Cytestrol acetate

Clinical data
- Other names: 11α-Hydroxyethinylestradiol 3-(bis(2-chloroethyl)carbamate) 11α,17β-diacetate; 17α-Ethynylestra-1,3,5(10)-triene-3,11α,17β-triol 11α,17β-diacetate 3-(bis(2-chloroethyl)carbamate)

Identifiers
- IUPAC name (1S,10S,11S,14R,15S,17R)-17-(Acetyloxy)-5-{[bis(2-chloroethyl)carbamoyl]oxy}-14-ethynyl-15-methyltetracyclo[8.7.0.0^{2,7}.0^{11,15}]heptadeca-2,4,6-trien-14-yl acetate;
- PubChem CID: 165360213;
- ChemSpider: 58838619;

Chemical and physical data
- Formula: C_{29}H_{35}Cl_{2}NO_{6}
- Molar mass: 564.50 g·mol^{−1}
- 3D model (JSmol): Interactive image;
- SMILES [H][C@@]12CC[C@@](OC(C)=O)(C#C)[C@@]1(C)C[C@@H](OC(C)=O)[C@]1([H])C3=CC=C(OC(=O)N(CCCl)CCCl)C=C3CC[C@@]21[H];
- InChI InChI=1S/C29H35Cl2NO6/c1-5-29(38-19(3)34)11-10-24-23-8-6-20-16-21(37-27(35)32(14-12-30)15-13-31)7-9-22(20)26(23)25(36-18(2)33)17-28(24,29)4/h1,7,9,16,23-26H,6,8,10-15,17H2,2-4H3/t23-,24-,25+,26+,28-,29-/m0/s1; Key:RRJRVDYYFLBGSE-UPRLNUCLSA-N;

= Cytestrol acetate =

Chemical compound

Cytestrol acetate is a steroidal antiestrogen and a cytostatic antineoplastic agent (i.e., chemotherapeutic) which was developed for the treatment of breast cancer but was never marketed.
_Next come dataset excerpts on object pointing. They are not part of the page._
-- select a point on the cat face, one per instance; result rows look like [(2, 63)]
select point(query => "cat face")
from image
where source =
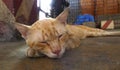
[(47, 36)]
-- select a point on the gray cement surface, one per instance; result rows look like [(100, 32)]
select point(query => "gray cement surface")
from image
[(101, 53)]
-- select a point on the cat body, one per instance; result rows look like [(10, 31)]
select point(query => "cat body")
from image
[(53, 36)]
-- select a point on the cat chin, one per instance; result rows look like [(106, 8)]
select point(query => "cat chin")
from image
[(52, 55)]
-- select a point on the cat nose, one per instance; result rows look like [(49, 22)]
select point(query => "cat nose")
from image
[(56, 52)]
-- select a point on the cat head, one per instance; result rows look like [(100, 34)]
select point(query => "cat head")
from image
[(48, 36)]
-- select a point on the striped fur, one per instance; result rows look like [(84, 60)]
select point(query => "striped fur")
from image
[(52, 36)]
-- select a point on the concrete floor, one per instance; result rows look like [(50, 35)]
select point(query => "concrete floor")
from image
[(101, 53)]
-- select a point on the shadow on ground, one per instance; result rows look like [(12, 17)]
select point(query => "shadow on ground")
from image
[(102, 53)]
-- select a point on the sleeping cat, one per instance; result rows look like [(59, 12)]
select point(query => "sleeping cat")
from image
[(52, 36)]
It is an 11α-hydroxylated derivative of ethinylestradiol in which a bis(2-chloroethyl)amine nitrogen mustard moiety has been attached as an ester at the C3 position and acetate esters have been attached at the C11α and C17β positions. The mechanism of action of cytestrol acetate in breast cancer is two-fold: (1) acting as an antiestrogen similarly to fulvestrant or ICI-164384; and (2) having cytostatic actions via the carbamate–nitrogen mustard moiety analogously to estramustine phosphate. The drug shows potent efficacy against breast cancer superior to that of tamoxifen in in vitro models.